Alexandra Morton: Biologists gone bad.
Special to Aquaculture Awareness, April 28, 2011
Give someone enough rope and they will hang themselves.
Salmon farmers on Vancouver Island have sat by politely over the last few years, watching one specific activist take a stab at biology for a few years before slowly morphing back into the comfortable activist role.
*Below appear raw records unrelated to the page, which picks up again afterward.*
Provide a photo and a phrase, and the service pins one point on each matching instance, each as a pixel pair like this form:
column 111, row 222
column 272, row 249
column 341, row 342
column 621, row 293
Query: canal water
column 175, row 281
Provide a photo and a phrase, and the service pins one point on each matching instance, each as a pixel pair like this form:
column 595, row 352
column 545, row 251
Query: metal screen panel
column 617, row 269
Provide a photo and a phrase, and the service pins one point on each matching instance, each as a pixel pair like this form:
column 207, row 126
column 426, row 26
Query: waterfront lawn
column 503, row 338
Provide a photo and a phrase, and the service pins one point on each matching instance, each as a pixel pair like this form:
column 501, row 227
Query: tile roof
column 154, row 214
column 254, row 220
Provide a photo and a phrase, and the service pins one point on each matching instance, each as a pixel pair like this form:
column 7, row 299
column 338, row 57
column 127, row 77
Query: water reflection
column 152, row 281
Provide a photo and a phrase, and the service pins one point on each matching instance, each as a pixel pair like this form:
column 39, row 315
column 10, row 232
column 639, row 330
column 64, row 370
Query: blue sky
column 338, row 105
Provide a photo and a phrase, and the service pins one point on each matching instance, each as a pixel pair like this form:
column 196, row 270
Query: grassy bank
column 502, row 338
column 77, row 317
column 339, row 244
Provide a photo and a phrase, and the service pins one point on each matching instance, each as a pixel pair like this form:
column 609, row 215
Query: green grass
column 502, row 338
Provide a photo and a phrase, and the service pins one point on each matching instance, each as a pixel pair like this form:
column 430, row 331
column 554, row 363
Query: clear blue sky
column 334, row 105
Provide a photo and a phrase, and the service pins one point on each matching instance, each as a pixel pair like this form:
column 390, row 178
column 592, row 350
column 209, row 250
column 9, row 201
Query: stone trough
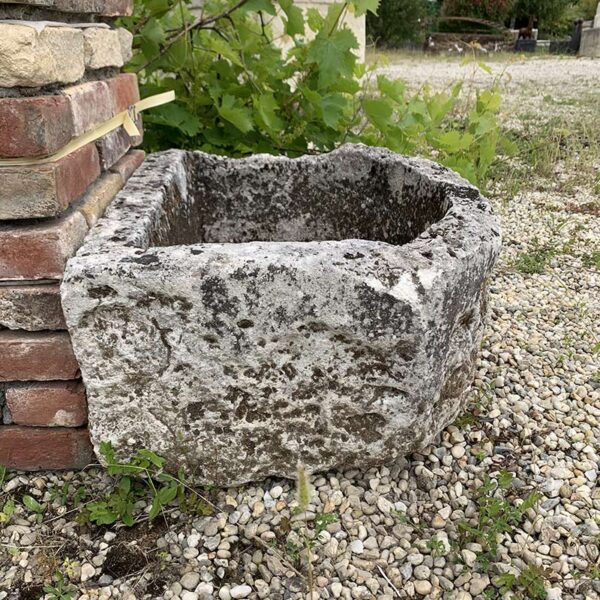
column 239, row 316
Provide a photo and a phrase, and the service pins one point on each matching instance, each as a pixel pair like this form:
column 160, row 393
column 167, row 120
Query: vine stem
column 197, row 24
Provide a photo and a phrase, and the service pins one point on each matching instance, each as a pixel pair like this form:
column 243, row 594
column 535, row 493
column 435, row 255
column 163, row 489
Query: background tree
column 399, row 21
column 541, row 12
column 492, row 10
column 239, row 92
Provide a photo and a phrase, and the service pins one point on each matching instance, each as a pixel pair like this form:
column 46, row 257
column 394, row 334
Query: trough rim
column 122, row 231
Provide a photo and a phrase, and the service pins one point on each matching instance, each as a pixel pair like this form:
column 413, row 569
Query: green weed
column 142, row 477
column 60, row 589
column 496, row 515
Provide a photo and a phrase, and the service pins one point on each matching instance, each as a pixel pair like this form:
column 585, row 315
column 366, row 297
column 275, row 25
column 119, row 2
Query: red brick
column 128, row 164
column 124, row 91
column 91, row 103
column 34, row 126
column 47, row 190
column 40, row 250
column 115, row 145
column 42, row 125
column 48, row 404
column 33, row 448
column 31, row 307
column 36, row 356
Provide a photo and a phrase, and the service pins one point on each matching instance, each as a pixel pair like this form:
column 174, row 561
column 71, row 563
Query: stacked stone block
column 59, row 79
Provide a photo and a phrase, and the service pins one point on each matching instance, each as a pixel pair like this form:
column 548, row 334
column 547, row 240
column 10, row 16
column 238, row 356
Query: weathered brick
column 91, row 103
column 47, row 404
column 99, row 197
column 107, row 8
column 34, row 448
column 41, row 125
column 34, row 126
column 114, row 145
column 40, row 250
column 47, row 190
column 36, row 356
column 31, row 307
column 124, row 91
column 128, row 164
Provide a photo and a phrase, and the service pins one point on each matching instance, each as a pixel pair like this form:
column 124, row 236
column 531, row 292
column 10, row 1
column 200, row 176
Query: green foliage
column 493, row 10
column 141, row 478
column 543, row 11
column 398, row 21
column 496, row 515
column 60, row 589
column 8, row 510
column 238, row 92
column 323, row 520
column 437, row 547
column 34, row 506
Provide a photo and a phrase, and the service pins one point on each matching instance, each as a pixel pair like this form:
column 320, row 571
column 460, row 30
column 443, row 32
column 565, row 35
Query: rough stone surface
column 47, row 404
column 128, row 164
column 32, row 58
column 242, row 315
column 39, row 356
column 32, row 448
column 41, row 125
column 31, row 307
column 47, row 190
column 40, row 250
column 102, row 48
column 107, row 8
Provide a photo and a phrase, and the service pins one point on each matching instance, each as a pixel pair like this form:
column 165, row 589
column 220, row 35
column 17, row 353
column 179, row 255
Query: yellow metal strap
column 126, row 118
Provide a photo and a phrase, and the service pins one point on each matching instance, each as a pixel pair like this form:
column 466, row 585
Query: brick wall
column 57, row 81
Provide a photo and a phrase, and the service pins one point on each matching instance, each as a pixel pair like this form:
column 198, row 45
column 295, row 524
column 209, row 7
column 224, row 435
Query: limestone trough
column 238, row 316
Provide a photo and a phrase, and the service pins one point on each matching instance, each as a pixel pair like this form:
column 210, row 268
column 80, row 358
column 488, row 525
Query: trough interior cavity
column 308, row 199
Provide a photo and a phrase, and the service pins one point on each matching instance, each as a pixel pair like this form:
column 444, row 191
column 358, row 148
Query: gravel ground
column 401, row 531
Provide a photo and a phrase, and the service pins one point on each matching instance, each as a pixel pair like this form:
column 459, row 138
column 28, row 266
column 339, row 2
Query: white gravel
column 535, row 412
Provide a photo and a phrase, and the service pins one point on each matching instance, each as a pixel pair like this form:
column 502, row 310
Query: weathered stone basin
column 241, row 315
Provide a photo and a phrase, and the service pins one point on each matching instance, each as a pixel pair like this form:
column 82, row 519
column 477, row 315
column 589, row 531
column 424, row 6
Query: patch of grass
column 483, row 397
column 142, row 477
column 497, row 514
column 535, row 261
column 60, row 589
column 569, row 141
column 322, row 520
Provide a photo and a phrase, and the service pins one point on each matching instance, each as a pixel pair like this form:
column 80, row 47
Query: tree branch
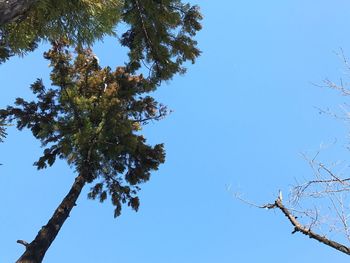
column 298, row 227
column 11, row 10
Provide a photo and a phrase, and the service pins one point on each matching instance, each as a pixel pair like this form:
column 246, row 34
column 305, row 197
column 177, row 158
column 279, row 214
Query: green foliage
column 91, row 117
column 81, row 21
column 160, row 35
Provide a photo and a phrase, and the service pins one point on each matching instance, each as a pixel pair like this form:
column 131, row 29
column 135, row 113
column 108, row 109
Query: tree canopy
column 91, row 116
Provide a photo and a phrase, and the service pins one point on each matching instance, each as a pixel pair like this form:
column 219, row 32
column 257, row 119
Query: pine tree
column 91, row 116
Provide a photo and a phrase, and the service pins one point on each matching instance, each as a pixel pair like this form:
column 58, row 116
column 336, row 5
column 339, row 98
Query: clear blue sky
column 242, row 114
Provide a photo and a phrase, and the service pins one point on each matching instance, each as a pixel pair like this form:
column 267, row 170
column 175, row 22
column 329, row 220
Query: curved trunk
column 11, row 10
column 35, row 251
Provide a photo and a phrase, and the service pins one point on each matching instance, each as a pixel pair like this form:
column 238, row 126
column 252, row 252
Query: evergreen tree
column 91, row 117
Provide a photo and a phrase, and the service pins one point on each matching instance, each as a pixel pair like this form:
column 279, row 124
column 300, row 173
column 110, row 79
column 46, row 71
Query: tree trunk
column 35, row 251
column 11, row 10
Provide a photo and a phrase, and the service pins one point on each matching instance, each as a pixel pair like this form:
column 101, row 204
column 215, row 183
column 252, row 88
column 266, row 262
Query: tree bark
column 35, row 251
column 11, row 10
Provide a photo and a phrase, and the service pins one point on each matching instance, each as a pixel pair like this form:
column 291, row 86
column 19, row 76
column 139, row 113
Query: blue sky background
column 242, row 114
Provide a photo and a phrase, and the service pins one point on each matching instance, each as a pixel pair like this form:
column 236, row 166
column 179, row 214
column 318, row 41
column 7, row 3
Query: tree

While criticisms of our business were made (some justified and some pure BS), we continued to adapt our business to the science, and have seen considerable improvements made. Yes, we have admitted our faults, worked hard to correct them. And while some critics have acknowledged the maturation of our business, others have not.
Introducing Alexandra Morton.
As newspaper editor Neil Cameron points out in his latest opinion column, "Something was a little off ", Alexandra Morton’s latest stunts are quite “childish” and “unsettling”. Yes, she’s quite literally flinging mud.
When science fails to support your emotions, one will create distractions. They will play on people’s fears while using language couched with “maybe’s”, “could’s” and “what if’s”. They will also create a cult.
For years, Alexandra Morton had claimed that salmon farms near her home town of Echo Bay, were spreading sea lice to wild pink salmon – the end result being total extinction of the species. It has been widely reported in media around the world, and highlighted in a videos produced by the New York Times and Jean Michel Cousteau (the uneducated son of Jacques). She said the “science was in” – yep, it was concluded.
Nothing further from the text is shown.